It is only in recent years that the incumbent carriers have sold discounted one-way
tickets. This has been in response to the provision of such fares accessible via the Internet
by the low cost carriers. Both low cost carriers surveyed had over 70% of their
passengers purchasing return tickets (72% in the case of Air Asia and 76% in the case of
Ryanair). Aer Lingus’s passengers also had a significantly high percentage, with 80%
booking a return ticket. By contrast, over 18% of Malaysia Airlines’ passengers were
travelling on one-way tickets.
The mode of surface access and the distance travelled to the departing airport was also
ascertained. The significance of having a frequent high-speed, non-stop train service from
the city centre of Kuala Lumpur to the airport was apparent, with one third of the
passengers surveyed making use of this. In contrast, there is no such service linking any
Irish airport, and on average 76% of passengers accessed their flights by personal car,
which provides a significant income to the airport authorities in parking fees.

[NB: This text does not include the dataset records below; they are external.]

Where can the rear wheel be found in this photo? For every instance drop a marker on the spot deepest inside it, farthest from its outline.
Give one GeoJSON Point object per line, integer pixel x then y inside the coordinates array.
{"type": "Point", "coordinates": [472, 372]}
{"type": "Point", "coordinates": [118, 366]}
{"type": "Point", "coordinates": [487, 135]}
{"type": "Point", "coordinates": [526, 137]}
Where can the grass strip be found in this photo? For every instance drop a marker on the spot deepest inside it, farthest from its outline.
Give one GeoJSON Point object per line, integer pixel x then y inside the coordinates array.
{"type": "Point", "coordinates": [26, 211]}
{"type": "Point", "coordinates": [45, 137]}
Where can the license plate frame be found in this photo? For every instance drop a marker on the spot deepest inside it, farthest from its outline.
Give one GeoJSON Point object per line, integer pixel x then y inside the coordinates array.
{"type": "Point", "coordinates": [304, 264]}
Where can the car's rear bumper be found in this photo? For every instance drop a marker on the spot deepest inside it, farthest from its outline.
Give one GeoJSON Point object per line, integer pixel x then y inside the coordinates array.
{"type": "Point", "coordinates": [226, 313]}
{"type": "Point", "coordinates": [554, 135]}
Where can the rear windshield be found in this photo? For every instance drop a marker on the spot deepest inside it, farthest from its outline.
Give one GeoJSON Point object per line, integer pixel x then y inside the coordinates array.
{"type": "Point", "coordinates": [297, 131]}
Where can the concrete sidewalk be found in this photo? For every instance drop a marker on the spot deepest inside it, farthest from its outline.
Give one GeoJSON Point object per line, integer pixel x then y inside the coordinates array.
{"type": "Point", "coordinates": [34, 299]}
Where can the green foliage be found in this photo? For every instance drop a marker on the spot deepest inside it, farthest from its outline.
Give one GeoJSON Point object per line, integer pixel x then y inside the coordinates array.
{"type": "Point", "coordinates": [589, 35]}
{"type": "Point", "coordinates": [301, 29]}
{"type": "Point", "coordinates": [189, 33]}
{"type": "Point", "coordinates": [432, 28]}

Passengers were also asked how far they had travelled to the airport. In Malaysia, those
who were using the national flag carrier travelled an average distance of 50 miles to reach
the airport, while Air Asia passengers travelled an average of 77 miles. The distance from
Kuala Lumpur to the international airport is approximately 40 miles. In Europe, the
survey highlighted the fact that Ryanair passengers travelled 44% further than the
incumbent carrier’s passengers in order to reach the airport. Lawton (2002) and Doganis
(2001) have both referred to the fact that European passengers flying on a low cost carrier
are travelling further to reach their departure airport. The positioning of secondary
airports large distances from the major cities does not seem to pose a significant barrier to
the use of low fare carriers.
Finally, questions were asked about the type of accommodation used. There was a
noticeable difference in the type of accommodation used by low cost airline users in
Europe and those in Asia. 31% of Ryanair’s passengers stayed in hotels, while almost
49% of Air Asia’s passengers stayed in places such as inns, guesthouses, bed and
breakfast establishments, or hostels. The European travel trade has often suggested that
passengers who travel on a low cost carrier tend to use the savings that were derived from
the lower fares in staying at more luxurious accommodation, such as a hotel. The
incumbent carriers’ passengers tended to opt for hotels, which generally reflects their
requirement for additional full service attributes, with an average of 39% of them staying
in this type of accommodation.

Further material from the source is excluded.